This is complicated to explain and difficult to completely understand. Let me start by saying that if we build a rectangular (rectilinear) grid with 10m cells, where the nodes fall exactly on the 10s, 20s, etc. (233000.0, 233010.0, 233020.0,…) and we use any of our interpolation methods, the elevations we compute at the even 10s, will be exactly the same as if we build the same grid with 5 meter cells, adding additional nodes at the centers of each of the original 10m cells.
Does that mean that the 5 meter grid is more accurate?
The only places where the finer grid can be more significantly more accurate is where we have noisy data that it can honor. As we move away from the data, we will have relatively smooth surfaces (possible slopes and even convex or concave curves) but the elevations at the middle of the 10 meter cells will be extremely close to the estimated values on our 5 meter grid. Only the addition of random, noisy data in areas will create a surface that has complexity which allows the finer grid to honor the data better.
The question I ask myself is if we see patterns of small hills and valleys, with varying distances (frequencies) of these bumps, should our estimation method try to simulate these bumps as we move further from the data?
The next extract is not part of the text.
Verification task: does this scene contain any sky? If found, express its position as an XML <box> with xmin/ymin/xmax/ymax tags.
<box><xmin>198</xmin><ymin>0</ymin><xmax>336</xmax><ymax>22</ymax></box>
The answer to this question is ABSOLUTELY NOT.
We cannot know how the distances between this random surface structure will change. If we add these bumps, we are likely to put a bump where there should be a valley and a valley where there should be a bump. This could double or quadruple our errors and create a much poorer model. As we move away from measured data we want an estimate that will create a surface that will be the average of the bumpy surface, passing through the middle of the hills and valleys.
- That is correct. We would need to have a grid where all surfaces are adaptively gridded using the X-Y coordinates of all horizons. This is not impossible, but is much more complicated and it is unlikely we would try to do this initially. Also, as discussed above, it doesn’t likely help that much!
Attached is an application which I believe will better explain the issue of accuracy. However, first we need to acknowledge that there are two “ACCURACY” issues involved.
The customer was concerned about the ACCURACY of the gridded surface to precisely match the data values.
I’ve explained this and demonstrated that adaptive gridding can provide a surface which exactly matches the data at the X-Y locations.
I believe it is more important to understand the ACCURACY of ESTIMATED surfaces to match ACTUAL horizon elevations.
If the layer thicknesses which affect their piling installations are important, and if those pilings will not be exactly where they measured elevations, this is what really matters.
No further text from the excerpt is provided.